If you are one of the lucky individuals that have got a fixed interest rate credit card and its interest rates has actually remained fixed throughout all of the economic downturns, you are being charged the same interest rate that is whatever it was stated to be when you opened the account.


A variable interest rate is charged by other credit cards. It is based on the prime rate, plus anywhere from 2 to 7% more, this is a number that is selected by the bank and it is often a result of your personal credit score and payment history. The variable rate shows big fluctuations, it depends on circumstances of the economy, as well.

Outstanding Balances Charged the Periodic Rate

The number of billing periods in a year (typically, 12 months) is divided by your annual percentage rate (APR). 12 months are divided by a 24% APR to give you a periodic rate of 2%. To get the periodic rate for the month this periodic rate is multiplied by your outstanding balance. Don’t think that it is as simple as taking your full balance owed on the credit card and multiplying it by the  periodic percentage rate.

Methods to Determine the Total Balance that Charge the Periodic Rate

There are several methods by which we can determine that how much of your total balance is charged the periodic rate:

Adjusted Balance:

This method used to determine the total balance that charge the periodic rate   is one of the ideal methods of calculation, it is because your balance is adjusted such that it reflects the payments you made during the billing cycle. Your balance that will be charged the periodic rate for any purchases made within the same billing cycle is not increased by it. If you were having a balance of $2,200 and $200 payment had been made by you during the billing cycle, and you were charged $140 during the same billing cycle, then you will be charged the periodic rate on a $2,000 balance.

balance calculation

Average Daily Balance:

The credit cards that use the average daily balance method, in order to determine the balance they add the balances on each day of the billing cycle and then divide them by the number of days in the billing cycle in order to get the average daily balance on the card. Payments made by you are subtracted from the balances and purchases are added.

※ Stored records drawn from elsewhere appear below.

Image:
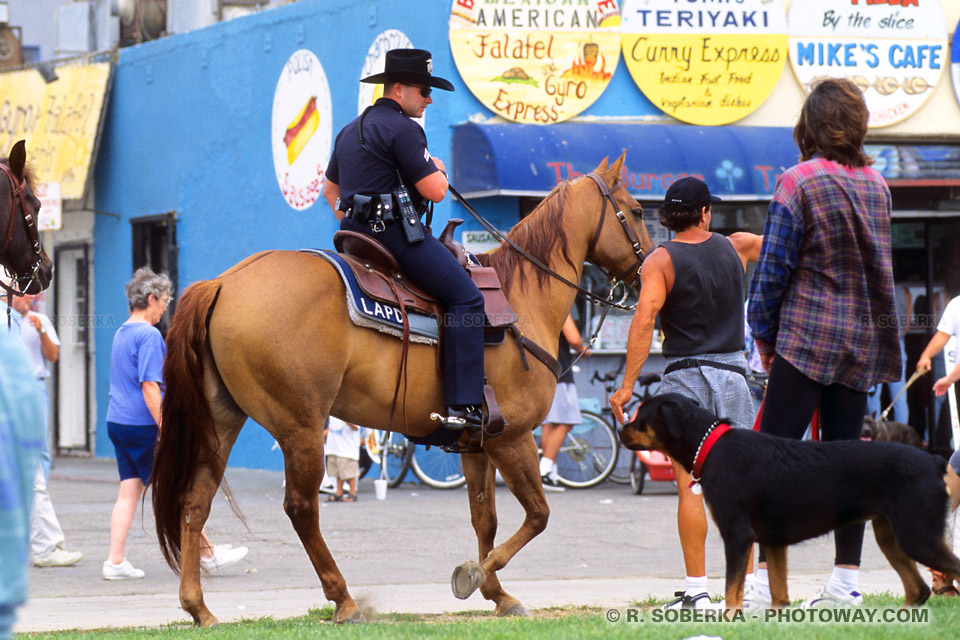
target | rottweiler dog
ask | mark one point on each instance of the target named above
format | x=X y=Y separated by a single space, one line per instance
x=779 y=492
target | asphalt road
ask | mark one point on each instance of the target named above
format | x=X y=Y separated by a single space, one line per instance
x=602 y=544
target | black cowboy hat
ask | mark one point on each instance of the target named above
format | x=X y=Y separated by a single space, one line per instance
x=410 y=66
x=690 y=192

Two-Cycle Average Daily Balance:

Your payments are not accounted by this method right away, what it means is that if you start making larger payments in order to reduce your balance, you will not see a big different in the amount that you’re paying right away. Those credit cards that use this method add the account balance on each day of the last two billing cycles and then they are divided by the number of days in those two billing cycles.

Previous Balance:

This is calculated by applying the periodic rate to the beginning balance at the beginning of the billing cycle. This methods of calculation is not affected by your purchases and payments made during the same billing cycle.

Ending Balance:

The only thing that matters in this calculation is the ending balance at the end of the billing cycle. This method of calculation is not affected by your purchases and payments made within the same billing cycle, unless it affects the actual balance on the last day of the billing cycle. The difficult thing about this method is that the billing cycles of credit cards are not an exact day each month means that many have billing cycles that are “between 20 and 25 days in length” so you will never be able to know that which day they are calculating the balance, but you can guess that they’re picking that day when the balance is at it’s highest level if you’ve just made a payment!

To have knowledge of how your credit card calculates your APR charges is very important to selecting a card which offers the best rates to keep your costs of borrowing money lower.